Non-equivalent connection method towards magnanimity distributed data
Technical field
The present invention relates to a kind of non-equivalent connection method, in particular to a kind of non-equivalent towards magnanimity distributed data connects
Connect method.
Background technique
Under cloud computing environment, the explosive growth of data volume brings new challenge to data storage, processing and analysis.
Traditional database and data processing method is unable to satisfy the storage and processing demand of big data, currently, the processing method of mainstream
It is the processing speed that data are improved using the parallel processing technique of MapReduce.In the parallel distributed based on MapReduce
Under model, although fragment, distributed treatment can be carried out to data, due to attended operation, especially non-equivalent attended operation
(Theta-join) the cartesian product result generated will lead to the data volume in network and disk and sharply increase, and cause very big
I/O and disk expense, therefore, treatment effeciency is very low.
Document " Alper Okcan.Processing theta-joins using mapreduce [C]
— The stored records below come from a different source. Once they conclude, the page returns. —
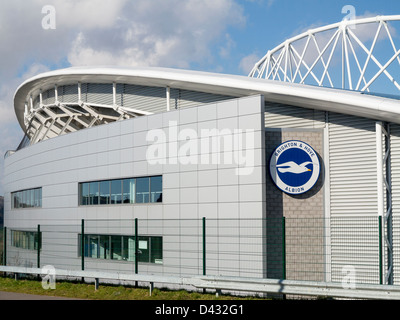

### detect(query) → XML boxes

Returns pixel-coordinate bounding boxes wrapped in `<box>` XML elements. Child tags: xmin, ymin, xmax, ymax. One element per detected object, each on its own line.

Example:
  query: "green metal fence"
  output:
<box><xmin>1</xmin><ymin>217</ymin><xmax>386</xmax><ymax>284</ymax></box>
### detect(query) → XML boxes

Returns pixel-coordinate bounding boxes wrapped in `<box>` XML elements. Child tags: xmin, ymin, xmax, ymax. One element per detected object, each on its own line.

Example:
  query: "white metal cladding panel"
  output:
<box><xmin>86</xmin><ymin>83</ymin><xmax>113</xmax><ymax>105</ymax></box>
<box><xmin>170</xmin><ymin>88</ymin><xmax>234</xmax><ymax>109</ymax></box>
<box><xmin>328</xmin><ymin>113</ymin><xmax>379</xmax><ymax>283</ymax></box>
<box><xmin>122</xmin><ymin>84</ymin><xmax>167</xmax><ymax>113</ymax></box>
<box><xmin>330</xmin><ymin>216</ymin><xmax>380</xmax><ymax>284</ymax></box>
<box><xmin>42</xmin><ymin>89</ymin><xmax>56</xmax><ymax>105</ymax></box>
<box><xmin>58</xmin><ymin>84</ymin><xmax>78</xmax><ymax>103</ymax></box>
<box><xmin>33</xmin><ymin>96</ymin><xmax>40</xmax><ymax>109</ymax></box>
<box><xmin>265</xmin><ymin>102</ymin><xmax>325</xmax><ymax>128</ymax></box>
<box><xmin>329</xmin><ymin>113</ymin><xmax>378</xmax><ymax>216</ymax></box>
<box><xmin>115</xmin><ymin>83</ymin><xmax>124</xmax><ymax>106</ymax></box>
<box><xmin>390</xmin><ymin>124</ymin><xmax>400</xmax><ymax>284</ymax></box>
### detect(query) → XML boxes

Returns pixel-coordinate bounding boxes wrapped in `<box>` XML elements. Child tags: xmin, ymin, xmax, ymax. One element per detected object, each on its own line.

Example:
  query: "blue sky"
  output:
<box><xmin>0</xmin><ymin>0</ymin><xmax>400</xmax><ymax>195</ymax></box>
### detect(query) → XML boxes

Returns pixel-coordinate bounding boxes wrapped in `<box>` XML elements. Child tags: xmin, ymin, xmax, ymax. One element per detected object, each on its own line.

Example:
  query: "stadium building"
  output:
<box><xmin>4</xmin><ymin>17</ymin><xmax>400</xmax><ymax>284</ymax></box>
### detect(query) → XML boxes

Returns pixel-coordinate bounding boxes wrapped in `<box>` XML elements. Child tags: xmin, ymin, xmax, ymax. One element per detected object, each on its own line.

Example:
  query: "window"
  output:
<box><xmin>79</xmin><ymin>176</ymin><xmax>162</xmax><ymax>206</ymax></box>
<box><xmin>11</xmin><ymin>188</ymin><xmax>42</xmax><ymax>209</ymax></box>
<box><xmin>150</xmin><ymin>176</ymin><xmax>162</xmax><ymax>202</ymax></box>
<box><xmin>110</xmin><ymin>180</ymin><xmax>122</xmax><ymax>204</ymax></box>
<box><xmin>78</xmin><ymin>234</ymin><xmax>163</xmax><ymax>263</ymax></box>
<box><xmin>136</xmin><ymin>178</ymin><xmax>150</xmax><ymax>203</ymax></box>
<box><xmin>99</xmin><ymin>181</ymin><xmax>110</xmax><ymax>204</ymax></box>
<box><xmin>11</xmin><ymin>230</ymin><xmax>39</xmax><ymax>250</ymax></box>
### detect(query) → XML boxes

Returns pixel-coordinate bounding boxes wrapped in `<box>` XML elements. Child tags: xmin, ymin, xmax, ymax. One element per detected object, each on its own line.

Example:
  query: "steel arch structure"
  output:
<box><xmin>249</xmin><ymin>15</ymin><xmax>400</xmax><ymax>93</ymax></box>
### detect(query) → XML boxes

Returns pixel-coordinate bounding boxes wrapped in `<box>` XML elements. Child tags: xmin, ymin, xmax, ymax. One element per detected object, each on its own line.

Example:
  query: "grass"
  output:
<box><xmin>0</xmin><ymin>277</ymin><xmax>263</xmax><ymax>300</ymax></box>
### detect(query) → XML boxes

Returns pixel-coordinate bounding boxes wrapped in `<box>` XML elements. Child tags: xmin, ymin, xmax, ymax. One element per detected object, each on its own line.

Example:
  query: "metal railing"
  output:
<box><xmin>3</xmin><ymin>217</ymin><xmax>397</xmax><ymax>295</ymax></box>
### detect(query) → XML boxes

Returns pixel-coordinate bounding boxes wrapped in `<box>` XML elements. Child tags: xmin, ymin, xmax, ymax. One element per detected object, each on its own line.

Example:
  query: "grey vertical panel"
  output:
<box><xmin>390</xmin><ymin>124</ymin><xmax>400</xmax><ymax>285</ymax></box>
<box><xmin>329</xmin><ymin>114</ymin><xmax>378</xmax><ymax>216</ymax></box>
<box><xmin>329</xmin><ymin>113</ymin><xmax>379</xmax><ymax>283</ymax></box>
<box><xmin>265</xmin><ymin>102</ymin><xmax>325</xmax><ymax>128</ymax></box>
<box><xmin>87</xmin><ymin>83</ymin><xmax>113</xmax><ymax>105</ymax></box>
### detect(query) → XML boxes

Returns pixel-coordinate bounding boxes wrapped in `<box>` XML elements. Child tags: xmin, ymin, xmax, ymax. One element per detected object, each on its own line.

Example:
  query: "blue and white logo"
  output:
<box><xmin>269</xmin><ymin>140</ymin><xmax>320</xmax><ymax>194</ymax></box>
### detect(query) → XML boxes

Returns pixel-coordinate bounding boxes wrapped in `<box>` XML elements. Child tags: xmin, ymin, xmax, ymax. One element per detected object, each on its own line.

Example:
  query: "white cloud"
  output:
<box><xmin>68</xmin><ymin>0</ymin><xmax>245</xmax><ymax>68</ymax></box>
<box><xmin>0</xmin><ymin>0</ymin><xmax>246</xmax><ymax>194</ymax></box>
<box><xmin>239</xmin><ymin>53</ymin><xmax>261</xmax><ymax>74</ymax></box>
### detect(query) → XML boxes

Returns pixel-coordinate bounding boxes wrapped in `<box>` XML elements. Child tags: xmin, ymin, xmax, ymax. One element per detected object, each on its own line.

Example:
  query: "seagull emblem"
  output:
<box><xmin>276</xmin><ymin>161</ymin><xmax>312</xmax><ymax>174</ymax></box>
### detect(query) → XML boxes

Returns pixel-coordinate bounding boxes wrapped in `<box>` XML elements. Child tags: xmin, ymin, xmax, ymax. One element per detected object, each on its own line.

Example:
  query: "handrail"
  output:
<box><xmin>0</xmin><ymin>266</ymin><xmax>400</xmax><ymax>300</ymax></box>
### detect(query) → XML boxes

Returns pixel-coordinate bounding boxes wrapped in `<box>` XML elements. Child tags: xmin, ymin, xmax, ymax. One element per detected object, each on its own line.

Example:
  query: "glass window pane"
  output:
<box><xmin>34</xmin><ymin>189</ymin><xmax>40</xmax><ymax>207</ymax></box>
<box><xmin>22</xmin><ymin>190</ymin><xmax>28</xmax><ymax>208</ymax></box>
<box><xmin>122</xmin><ymin>236</ymin><xmax>135</xmax><ymax>261</ymax></box>
<box><xmin>99</xmin><ymin>236</ymin><xmax>110</xmax><ymax>259</ymax></box>
<box><xmin>150</xmin><ymin>237</ymin><xmax>162</xmax><ymax>263</ymax></box>
<box><xmin>111</xmin><ymin>236</ymin><xmax>122</xmax><ymax>260</ymax></box>
<box><xmin>89</xmin><ymin>182</ymin><xmax>99</xmax><ymax>204</ymax></box>
<box><xmin>136</xmin><ymin>178</ymin><xmax>150</xmax><ymax>203</ymax></box>
<box><xmin>18</xmin><ymin>191</ymin><xmax>23</xmax><ymax>208</ymax></box>
<box><xmin>111</xmin><ymin>180</ymin><xmax>122</xmax><ymax>204</ymax></box>
<box><xmin>80</xmin><ymin>183</ymin><xmax>89</xmax><ymax>206</ymax></box>
<box><xmin>138</xmin><ymin>237</ymin><xmax>150</xmax><ymax>262</ymax></box>
<box><xmin>100</xmin><ymin>181</ymin><xmax>110</xmax><ymax>204</ymax></box>
<box><xmin>88</xmin><ymin>235</ymin><xmax>99</xmax><ymax>258</ymax></box>
<box><xmin>29</xmin><ymin>189</ymin><xmax>35</xmax><ymax>208</ymax></box>
<box><xmin>122</xmin><ymin>179</ymin><xmax>136</xmax><ymax>203</ymax></box>
<box><xmin>39</xmin><ymin>188</ymin><xmax>42</xmax><ymax>207</ymax></box>
<box><xmin>150</xmin><ymin>176</ymin><xmax>162</xmax><ymax>202</ymax></box>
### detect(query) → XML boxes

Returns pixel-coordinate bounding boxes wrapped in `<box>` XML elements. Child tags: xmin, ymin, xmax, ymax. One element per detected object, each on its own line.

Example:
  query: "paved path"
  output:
<box><xmin>0</xmin><ymin>291</ymin><xmax>80</xmax><ymax>300</ymax></box>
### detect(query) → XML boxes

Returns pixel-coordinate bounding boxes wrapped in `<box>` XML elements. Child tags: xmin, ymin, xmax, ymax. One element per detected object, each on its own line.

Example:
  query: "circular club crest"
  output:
<box><xmin>269</xmin><ymin>140</ymin><xmax>320</xmax><ymax>194</ymax></box>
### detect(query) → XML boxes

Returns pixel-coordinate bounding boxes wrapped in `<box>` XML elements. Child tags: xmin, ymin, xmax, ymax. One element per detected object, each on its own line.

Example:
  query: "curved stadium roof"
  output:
<box><xmin>14</xmin><ymin>67</ymin><xmax>400</xmax><ymax>131</ymax></box>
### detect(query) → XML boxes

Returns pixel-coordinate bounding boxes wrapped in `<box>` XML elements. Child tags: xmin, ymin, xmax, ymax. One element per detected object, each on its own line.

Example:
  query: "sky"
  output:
<box><xmin>0</xmin><ymin>0</ymin><xmax>400</xmax><ymax>195</ymax></box>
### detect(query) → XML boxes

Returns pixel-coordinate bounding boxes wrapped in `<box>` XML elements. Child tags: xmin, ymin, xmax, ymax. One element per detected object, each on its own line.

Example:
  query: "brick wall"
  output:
<box><xmin>265</xmin><ymin>129</ymin><xmax>324</xmax><ymax>280</ymax></box>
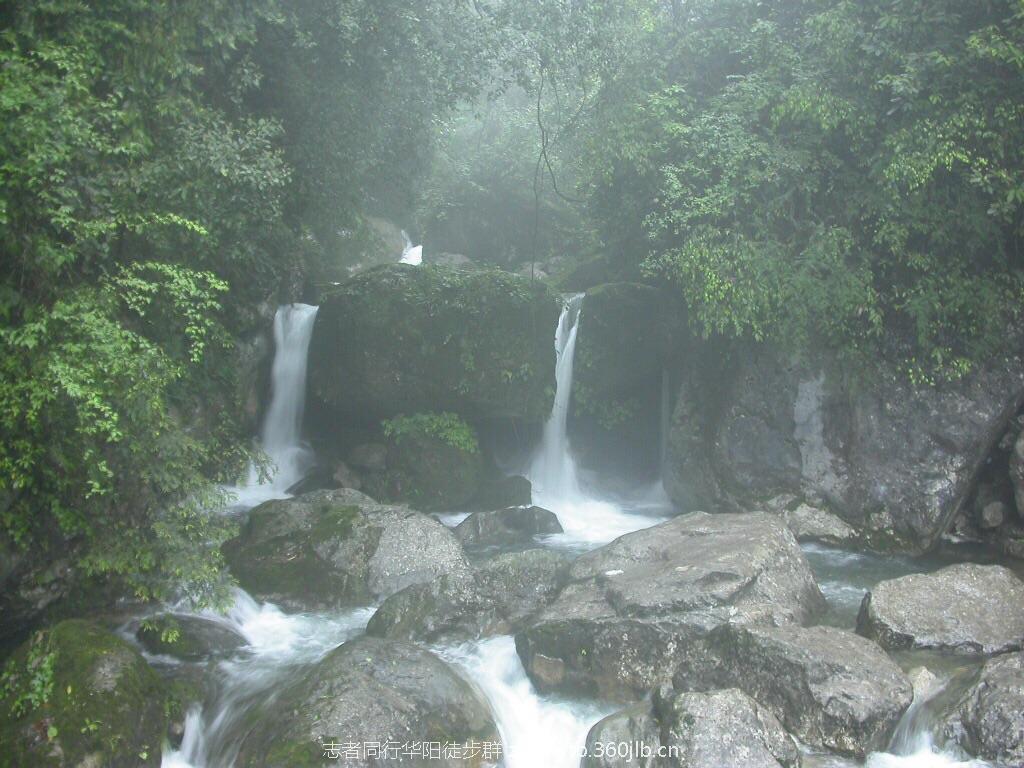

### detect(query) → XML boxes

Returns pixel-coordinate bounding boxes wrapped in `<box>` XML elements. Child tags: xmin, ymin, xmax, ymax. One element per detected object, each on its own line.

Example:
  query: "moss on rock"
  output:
<box><xmin>309</xmin><ymin>264</ymin><xmax>559</xmax><ymax>422</ymax></box>
<box><xmin>0</xmin><ymin>620</ymin><xmax>167</xmax><ymax>768</ymax></box>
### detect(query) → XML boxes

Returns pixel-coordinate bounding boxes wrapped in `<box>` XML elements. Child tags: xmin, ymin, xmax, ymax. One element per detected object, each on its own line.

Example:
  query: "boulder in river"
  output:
<box><xmin>223</xmin><ymin>488</ymin><xmax>469</xmax><ymax>608</ymax></box>
<box><xmin>135</xmin><ymin>613</ymin><xmax>246</xmax><ymax>662</ymax></box>
<box><xmin>455</xmin><ymin>506</ymin><xmax>562</xmax><ymax>547</ymax></box>
<box><xmin>309</xmin><ymin>264</ymin><xmax>559</xmax><ymax>428</ymax></box>
<box><xmin>674</xmin><ymin>625</ymin><xmax>913</xmax><ymax>758</ymax></box>
<box><xmin>0</xmin><ymin>620</ymin><xmax>167</xmax><ymax>768</ymax></box>
<box><xmin>666</xmin><ymin>339</ymin><xmax>1024</xmax><ymax>552</ymax></box>
<box><xmin>516</xmin><ymin>512</ymin><xmax>824</xmax><ymax>699</ymax></box>
<box><xmin>237</xmin><ymin>637</ymin><xmax>500</xmax><ymax>768</ymax></box>
<box><xmin>944</xmin><ymin>653</ymin><xmax>1024</xmax><ymax>765</ymax></box>
<box><xmin>581</xmin><ymin>686</ymin><xmax>800</xmax><ymax>768</ymax></box>
<box><xmin>367</xmin><ymin>549</ymin><xmax>570</xmax><ymax>642</ymax></box>
<box><xmin>857</xmin><ymin>563</ymin><xmax>1024</xmax><ymax>655</ymax></box>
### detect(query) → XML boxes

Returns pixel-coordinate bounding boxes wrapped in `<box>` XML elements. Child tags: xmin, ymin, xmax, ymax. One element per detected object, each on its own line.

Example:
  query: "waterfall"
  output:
<box><xmin>234</xmin><ymin>304</ymin><xmax>318</xmax><ymax>507</ymax></box>
<box><xmin>398</xmin><ymin>229</ymin><xmax>423</xmax><ymax>266</ymax></box>
<box><xmin>525</xmin><ymin>294</ymin><xmax>665</xmax><ymax>546</ymax></box>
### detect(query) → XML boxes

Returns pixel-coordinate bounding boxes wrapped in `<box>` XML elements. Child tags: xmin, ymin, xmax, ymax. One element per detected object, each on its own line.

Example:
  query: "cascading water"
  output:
<box><xmin>398</xmin><ymin>229</ymin><xmax>423</xmax><ymax>266</ymax></box>
<box><xmin>234</xmin><ymin>304</ymin><xmax>318</xmax><ymax>507</ymax></box>
<box><xmin>526</xmin><ymin>294</ymin><xmax>664</xmax><ymax>546</ymax></box>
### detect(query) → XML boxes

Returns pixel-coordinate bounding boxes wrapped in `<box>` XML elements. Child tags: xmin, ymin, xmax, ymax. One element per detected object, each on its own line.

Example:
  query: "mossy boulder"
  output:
<box><xmin>364</xmin><ymin>413</ymin><xmax>483</xmax><ymax>510</ymax></box>
<box><xmin>236</xmin><ymin>637</ymin><xmax>500</xmax><ymax>768</ymax></box>
<box><xmin>135</xmin><ymin>613</ymin><xmax>246</xmax><ymax>662</ymax></box>
<box><xmin>0</xmin><ymin>620</ymin><xmax>167</xmax><ymax>768</ymax></box>
<box><xmin>569</xmin><ymin>283</ymin><xmax>667</xmax><ymax>475</ymax></box>
<box><xmin>223</xmin><ymin>488</ymin><xmax>469</xmax><ymax>609</ymax></box>
<box><xmin>309</xmin><ymin>264</ymin><xmax>559</xmax><ymax>423</ymax></box>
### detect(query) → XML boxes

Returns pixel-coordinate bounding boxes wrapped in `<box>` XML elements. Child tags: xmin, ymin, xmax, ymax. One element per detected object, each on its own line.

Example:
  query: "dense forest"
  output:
<box><xmin>0</xmin><ymin>0</ymin><xmax>1024</xmax><ymax>765</ymax></box>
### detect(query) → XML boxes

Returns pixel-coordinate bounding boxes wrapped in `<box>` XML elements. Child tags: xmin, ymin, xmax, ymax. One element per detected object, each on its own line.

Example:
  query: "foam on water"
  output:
<box><xmin>438</xmin><ymin>636</ymin><xmax>614</xmax><ymax>768</ymax></box>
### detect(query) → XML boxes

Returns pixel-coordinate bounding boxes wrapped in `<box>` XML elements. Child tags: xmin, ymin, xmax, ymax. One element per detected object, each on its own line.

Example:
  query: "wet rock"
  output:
<box><xmin>309</xmin><ymin>264</ymin><xmax>559</xmax><ymax>421</ymax></box>
<box><xmin>857</xmin><ymin>563</ymin><xmax>1024</xmax><ymax>655</ymax></box>
<box><xmin>472</xmin><ymin>475</ymin><xmax>534</xmax><ymax>510</ymax></box>
<box><xmin>237</xmin><ymin>637</ymin><xmax>500</xmax><ymax>768</ymax></box>
<box><xmin>367</xmin><ymin>549</ymin><xmax>570</xmax><ymax>642</ymax></box>
<box><xmin>516</xmin><ymin>512</ymin><xmax>824</xmax><ymax>699</ymax></box>
<box><xmin>348</xmin><ymin>442</ymin><xmax>387</xmax><ymax>472</ymax></box>
<box><xmin>580</xmin><ymin>702</ymin><xmax>670</xmax><ymax>768</ymax></box>
<box><xmin>944</xmin><ymin>653</ymin><xmax>1024</xmax><ymax>765</ymax></box>
<box><xmin>223</xmin><ymin>488</ymin><xmax>469</xmax><ymax>608</ymax></box>
<box><xmin>675</xmin><ymin>625</ymin><xmax>913</xmax><ymax>758</ymax></box>
<box><xmin>135</xmin><ymin>613</ymin><xmax>246</xmax><ymax>662</ymax></box>
<box><xmin>455</xmin><ymin>507</ymin><xmax>562</xmax><ymax>546</ymax></box>
<box><xmin>657</xmin><ymin>688</ymin><xmax>800</xmax><ymax>768</ymax></box>
<box><xmin>0</xmin><ymin>621</ymin><xmax>167</xmax><ymax>768</ymax></box>
<box><xmin>364</xmin><ymin>423</ymin><xmax>483</xmax><ymax>510</ymax></box>
<box><xmin>666</xmin><ymin>339</ymin><xmax>1024</xmax><ymax>551</ymax></box>
<box><xmin>783</xmin><ymin>504</ymin><xmax>858</xmax><ymax>547</ymax></box>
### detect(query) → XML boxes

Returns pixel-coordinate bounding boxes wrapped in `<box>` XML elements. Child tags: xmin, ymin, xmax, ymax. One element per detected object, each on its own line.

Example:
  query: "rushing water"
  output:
<box><xmin>527</xmin><ymin>294</ymin><xmax>665</xmax><ymax>546</ymax></box>
<box><xmin>152</xmin><ymin>296</ymin><xmax>1003</xmax><ymax>768</ymax></box>
<box><xmin>232</xmin><ymin>304</ymin><xmax>318</xmax><ymax>508</ymax></box>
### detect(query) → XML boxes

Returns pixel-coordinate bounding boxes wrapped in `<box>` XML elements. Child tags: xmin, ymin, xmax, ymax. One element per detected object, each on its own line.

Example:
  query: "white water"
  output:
<box><xmin>526</xmin><ymin>294</ymin><xmax>665</xmax><ymax>546</ymax></box>
<box><xmin>398</xmin><ymin>229</ymin><xmax>423</xmax><ymax>266</ymax></box>
<box><xmin>438</xmin><ymin>637</ymin><xmax>615</xmax><ymax>768</ymax></box>
<box><xmin>231</xmin><ymin>304</ymin><xmax>318</xmax><ymax>508</ymax></box>
<box><xmin>161</xmin><ymin>590</ymin><xmax>374</xmax><ymax>768</ymax></box>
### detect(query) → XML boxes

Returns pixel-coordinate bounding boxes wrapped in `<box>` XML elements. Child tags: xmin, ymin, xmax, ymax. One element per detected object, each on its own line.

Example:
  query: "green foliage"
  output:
<box><xmin>0</xmin><ymin>632</ymin><xmax>57</xmax><ymax>720</ymax></box>
<box><xmin>382</xmin><ymin>411</ymin><xmax>480</xmax><ymax>454</ymax></box>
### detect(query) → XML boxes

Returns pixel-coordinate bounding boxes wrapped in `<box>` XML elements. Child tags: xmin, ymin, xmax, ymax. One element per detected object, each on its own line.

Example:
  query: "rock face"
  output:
<box><xmin>455</xmin><ymin>507</ymin><xmax>562</xmax><ymax>546</ymax></box>
<box><xmin>581</xmin><ymin>688</ymin><xmax>800</xmax><ymax>768</ymax></box>
<box><xmin>223</xmin><ymin>488</ymin><xmax>469</xmax><ymax>608</ymax></box>
<box><xmin>944</xmin><ymin>653</ymin><xmax>1024</xmax><ymax>765</ymax></box>
<box><xmin>516</xmin><ymin>512</ymin><xmax>823</xmax><ymax>699</ymax></box>
<box><xmin>309</xmin><ymin>264</ymin><xmax>559</xmax><ymax>423</ymax></box>
<box><xmin>237</xmin><ymin>637</ymin><xmax>500</xmax><ymax>768</ymax></box>
<box><xmin>0</xmin><ymin>621</ymin><xmax>167</xmax><ymax>768</ymax></box>
<box><xmin>857</xmin><ymin>563</ymin><xmax>1024</xmax><ymax>654</ymax></box>
<box><xmin>666</xmin><ymin>337</ymin><xmax>1024</xmax><ymax>551</ymax></box>
<box><xmin>135</xmin><ymin>613</ymin><xmax>246</xmax><ymax>662</ymax></box>
<box><xmin>367</xmin><ymin>549</ymin><xmax>570</xmax><ymax>642</ymax></box>
<box><xmin>675</xmin><ymin>625</ymin><xmax>913</xmax><ymax>758</ymax></box>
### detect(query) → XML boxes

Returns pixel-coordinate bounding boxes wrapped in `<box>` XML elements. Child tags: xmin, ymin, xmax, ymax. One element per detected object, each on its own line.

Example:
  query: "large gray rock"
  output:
<box><xmin>367</xmin><ymin>549</ymin><xmax>570</xmax><ymax>642</ymax></box>
<box><xmin>223</xmin><ymin>488</ymin><xmax>469</xmax><ymax>608</ymax></box>
<box><xmin>455</xmin><ymin>507</ymin><xmax>562</xmax><ymax>547</ymax></box>
<box><xmin>581</xmin><ymin>688</ymin><xmax>800</xmax><ymax>768</ymax></box>
<box><xmin>857</xmin><ymin>563</ymin><xmax>1024</xmax><ymax>654</ymax></box>
<box><xmin>666</xmin><ymin>334</ymin><xmax>1024</xmax><ymax>551</ymax></box>
<box><xmin>236</xmin><ymin>637</ymin><xmax>500</xmax><ymax>768</ymax></box>
<box><xmin>675</xmin><ymin>625</ymin><xmax>913</xmax><ymax>757</ymax></box>
<box><xmin>309</xmin><ymin>264</ymin><xmax>559</xmax><ymax>421</ymax></box>
<box><xmin>516</xmin><ymin>512</ymin><xmax>823</xmax><ymax>699</ymax></box>
<box><xmin>944</xmin><ymin>653</ymin><xmax>1024</xmax><ymax>765</ymax></box>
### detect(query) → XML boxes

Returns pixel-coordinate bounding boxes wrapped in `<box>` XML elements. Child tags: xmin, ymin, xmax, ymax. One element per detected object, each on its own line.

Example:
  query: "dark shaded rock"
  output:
<box><xmin>666</xmin><ymin>334</ymin><xmax>1024</xmax><ymax>551</ymax></box>
<box><xmin>857</xmin><ymin>563</ymin><xmax>1024</xmax><ymax>654</ymax></box>
<box><xmin>364</xmin><ymin>432</ymin><xmax>483</xmax><ymax>510</ymax></box>
<box><xmin>223</xmin><ymin>488</ymin><xmax>469</xmax><ymax>608</ymax></box>
<box><xmin>580</xmin><ymin>701</ymin><xmax>672</xmax><ymax>768</ymax></box>
<box><xmin>657</xmin><ymin>688</ymin><xmax>800</xmax><ymax>768</ymax></box>
<box><xmin>455</xmin><ymin>507</ymin><xmax>562</xmax><ymax>546</ymax></box>
<box><xmin>472</xmin><ymin>475</ymin><xmax>534</xmax><ymax>511</ymax></box>
<box><xmin>135</xmin><ymin>613</ymin><xmax>246</xmax><ymax>662</ymax></box>
<box><xmin>367</xmin><ymin>549</ymin><xmax>569</xmax><ymax>642</ymax></box>
<box><xmin>516</xmin><ymin>512</ymin><xmax>824</xmax><ymax>699</ymax></box>
<box><xmin>0</xmin><ymin>621</ymin><xmax>167</xmax><ymax>768</ymax></box>
<box><xmin>348</xmin><ymin>442</ymin><xmax>387</xmax><ymax>472</ymax></box>
<box><xmin>237</xmin><ymin>637</ymin><xmax>500</xmax><ymax>768</ymax></box>
<box><xmin>674</xmin><ymin>625</ymin><xmax>913</xmax><ymax>758</ymax></box>
<box><xmin>943</xmin><ymin>653</ymin><xmax>1024</xmax><ymax>765</ymax></box>
<box><xmin>309</xmin><ymin>264</ymin><xmax>559</xmax><ymax>428</ymax></box>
.Proceedings of the2011ACM SIGMOD International Conference on Management of
Data, P946-960, ACM, 2011 " disclose it is a kind of two tables are handled under distributed environment non-equivalent connection have efficacious prescriptions
Method, referred to as 1-bucket-theta, this method by connection matrix (join-Matrix) be used as Theta-join link model, two
The cartesian product of table is expressed as connection matrix, and all cells are evenly dispersed to cluster by random algorithm on matrix
In each node in, the workload of each node is of substantially equal.It is all during this method ensure that parallel computation
Load balancing between node improves the treatment effeciency of connection.But since cartesian product is the complete or collected works of join algorithm, for
For non-equivalent connection, and not all cell can all generate the final result of output, therefore for selectivity
(selectivity) for small inquiry, which will have a large amount of node and carry out non-productive work, not generate output knot
Fruit, therefore efficiency is very low.
Summary of the invention
In order to overcome the shortcomings of that existing non-equivalent connection method low efficiency, the present invention provide one kind towards magnanimity distribution number
According to non-equivalent connection method.For this method before carrying out the non-equivalent connection of two tables, it is suitable to be selected first according to condition of contact
Filtering rule, the maximum value and minimum value of two table linkage fields are then calculated, according to maximum value and minimum value in two tables
All records are scanned, and the record unrelated with output result is filtered, and only carry out Descartes to filtered data
Long-pending calculating finally carries out secondary comparison according to result of the condition of contact to cartesian product, filters out the note for meeting condition of contact
Record.This method can filter out the record for not meeting condition of contact largely, can be effectively reduced before doing cartesian product
The workload of Reducer improves the search efficiency of non-equivalent connection.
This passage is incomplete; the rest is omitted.